To begin, we'll collectively develop a list of topics we want to work with. I've sketched some out on the CourseSyllabus page, but we will modify and develop this list further.

My role is to oversee what you're doing, give you input, coordinate efforts, make sure that we don't ignore the significant work that has already been done in teaching writing with technology, and complicate matters if they become simplistic or formulaic. Your role is to learn what you can - theory and practice - by teaching others.

Suggestions

For instance, you might want to look at how teachers use the web to teach research strategies. There are a couple of articles in each book that give an overview that we might all read. But you might want us to try to apply something as well, and to bring note on our experience to class to work with. Or, you might want us to prepare to work in pairs or groups in class for an hour or so, and then moderate a discussion on what we encountered.

Attendance

Missing a class means you miss the activity and discussion. Usually, there's no way to make this up. Avoid missing class except for emergencies.

Continuing Project

I'll ask you to subscribe to and monitor the discussion on techrhet for a discussion later in the semester.

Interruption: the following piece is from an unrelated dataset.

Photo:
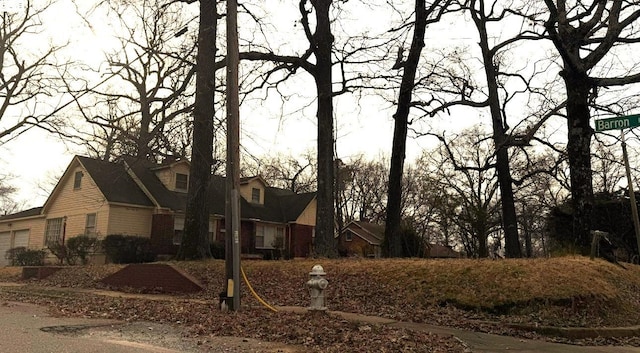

Seminar Papers, Annotated Bibs, Exams, Quizes, Finals, etc.

[rev possible: collected sources to delicious]

None. There will be, I expect, weekly reading and writing for activities, writing that you should collect in a paper or virtual notebook or binder to look back on and consider. But there will be no Final Paper, no Annotated Bib, no Final Presentation.... I may moderate a final discussion - a sort of group reflection - the last evening of class or in finals' week. But this would not be an exam.

Grad Student Requirements

Part of what we're doing in this class is collectively testing theory. The Books might present A Technique for Managing Asynchronous Discussions, but we might find, as we engage in one or review the transcript of one, that the technique has its limits. This is to be expected. And I expect these limits to be brought up and discussed.

Grad students are expected to openly tie rhetorical theory and/or pedagogy to the activities, reading selection, and discussion. Undergrads are invited to do so, but need not. We will probably take this up in our pre-teaching discussion, but grad students should be prepared to discuss the rhetorical and pedagogical foundations of what they present.

Grading

On those evenings when you're not teaching, I expect engagement in whatever is being presented or requested of you: read what's assigned, come prepared, stay engaged, contribute to the discussion. To my mind, these are not grade-earning matters but the conditions of learning.

After each class session you present, we'll either meet to debrief or I'll write up some brief notes. I'll give you a grade for your evening's work at that time.

I'm interested in seeing

If an activity fails to develop as you expect, or a class session you're running fails to move along, don't worry. We will muddle through. If it gets really bad, we can stop as a class for a while and try to figure out what happened.